A car makes its way along Shore Road, strewn with rocks and debris tossed up by waves, in Eastern Passage, N.S. on Jan. 4, 2018. Atlantic Canada has been hit with fierce winds, rain and heavy snow to being the new year.Andrew Vaughan / The Canadian Press

MUSQUASH, N.B. — More than 100 people in the small southern New Brunswick community of Musquash have been evacuated from their homes due to concerns about the water level at the nearby East Branch dam, according to a spokesperson for the province’s Emergency Measures Organization.

Robert Duguay said 113 residents of Musquash were asked to leave their homes on Saturday night as a precaution because of the high water levels in the dam, which had already receded as of Sunday morning.

Provincial officials have inspected the dam and did not find signs of damage, said Duguay, and are reassessing the situation on Sunday to determine when residents can return to their homes.

“The evaluation made last night and this morning didn’t give any sign of concern regarding the infrastructure itself,” he said. “The only concern was the level of water going up.”

Some areas of New Brunswick have been deluged by more than 100 millimetres of rain since Saturday, causing localized flooding and water levels at the dam to rise to near capacity.

Philip Melanson, deputy chief of the Musquash Fire and Rescue Department, said firefighters and RCMP officers began knocking on doors at around 9 p.m. on Saturday and telling people to pack enough belongings for two days.

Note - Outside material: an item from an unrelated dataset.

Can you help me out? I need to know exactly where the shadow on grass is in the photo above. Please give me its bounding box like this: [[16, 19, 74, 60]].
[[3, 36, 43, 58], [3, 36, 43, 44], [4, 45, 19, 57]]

He said many of the evacuees were registered at the Carleton Kirk community centre in Saint John, about a 15-minute drive from Musquash.

Allie Murchison, disaster management co-ordinator with the Canadian Red Cross, said 87 of the residents were put up in a hotel in Saint John and the rest stayed with family and friends for the night.

“(Provincial officials) thought, ‘Better be safe than sorry,” said Murchison. “Might as well get those people out before they get trapped.”

Town officials in Sussex, N.B., advised residents on a few streets to evacuate their homes on Saturday, but Murchison said none of them showed up at a reception centre the Red Cross set up, so volunteers shut it down.

The Red Cross is on standby in Moncton and Saint John, she said.